Kimler endoskopik kaş kaldırma ameliyatı için uygun adaydır?
    Özellikle 35-50 yaş arası bayanlar bu ameliyat için uygun adaydır, oldukça ileri yaşlarda alın bölgesindeki deride gevşeme fazla olan bayanlarda klasik teknikleri yapmak daha doğru olacaktır.
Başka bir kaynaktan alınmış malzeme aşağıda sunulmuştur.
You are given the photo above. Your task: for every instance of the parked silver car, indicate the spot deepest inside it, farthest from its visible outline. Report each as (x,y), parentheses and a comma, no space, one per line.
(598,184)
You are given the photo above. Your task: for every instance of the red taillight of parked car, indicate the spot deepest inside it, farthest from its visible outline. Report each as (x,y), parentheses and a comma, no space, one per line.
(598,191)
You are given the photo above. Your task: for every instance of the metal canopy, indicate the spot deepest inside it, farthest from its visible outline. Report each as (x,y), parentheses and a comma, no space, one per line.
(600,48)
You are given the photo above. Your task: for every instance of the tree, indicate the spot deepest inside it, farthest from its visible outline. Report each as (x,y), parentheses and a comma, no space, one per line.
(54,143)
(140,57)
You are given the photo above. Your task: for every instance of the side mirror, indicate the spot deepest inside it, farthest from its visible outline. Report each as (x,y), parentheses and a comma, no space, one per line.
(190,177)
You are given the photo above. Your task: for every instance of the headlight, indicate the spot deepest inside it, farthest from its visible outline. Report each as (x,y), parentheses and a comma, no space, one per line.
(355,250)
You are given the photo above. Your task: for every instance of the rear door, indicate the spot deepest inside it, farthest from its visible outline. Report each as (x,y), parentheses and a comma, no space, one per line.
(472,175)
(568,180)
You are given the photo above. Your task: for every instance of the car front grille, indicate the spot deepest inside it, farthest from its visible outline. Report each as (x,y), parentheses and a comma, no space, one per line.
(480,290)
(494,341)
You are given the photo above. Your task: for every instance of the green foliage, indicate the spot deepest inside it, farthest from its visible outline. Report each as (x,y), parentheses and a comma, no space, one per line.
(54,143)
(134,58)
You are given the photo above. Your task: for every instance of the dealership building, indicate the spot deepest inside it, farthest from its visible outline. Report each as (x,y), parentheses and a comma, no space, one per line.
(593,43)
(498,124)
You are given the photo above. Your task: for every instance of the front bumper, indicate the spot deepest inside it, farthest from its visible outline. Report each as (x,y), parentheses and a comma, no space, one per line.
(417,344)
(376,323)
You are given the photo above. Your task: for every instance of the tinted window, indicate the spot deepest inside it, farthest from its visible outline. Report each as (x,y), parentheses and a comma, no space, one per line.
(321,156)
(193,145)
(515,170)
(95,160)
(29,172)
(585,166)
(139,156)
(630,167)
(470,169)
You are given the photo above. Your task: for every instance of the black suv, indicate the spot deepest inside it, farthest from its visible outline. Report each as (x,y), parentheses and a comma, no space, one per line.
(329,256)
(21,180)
Bazen de ilave olarak üst göz kapağından sarkmış lan derileri çıkarmak gerekiyor ki bu durumda ameliyatı bu kesilerden girerek gerçekleştirmek yeterli olacak, tekrar endoskopik olarak saçlı deri içerinden girmeye gerek kalmayacaktır. Hatta sadece kaşın tabanda alın kemiğine yapıştığı yerden serbestleştirilmesi bile alın kaslarımızın yukarı yönde kaldırıcı etkisinden dolayı , kaşların, iyileşme süreci sonrasında daha yukarı yerleşimli olmasına neden olabilmektedir. Bu da şunu gösteriyor bize, kaşların kalıcı olarak yukarı yerleşimli olmasını istiyorsak, kulağa hoş gelen ancak geçici sonuçlar sunan iple askılama gibi yöntemler yerine bu tarz cerrahi işlemleri yaptırmak gerekiyor.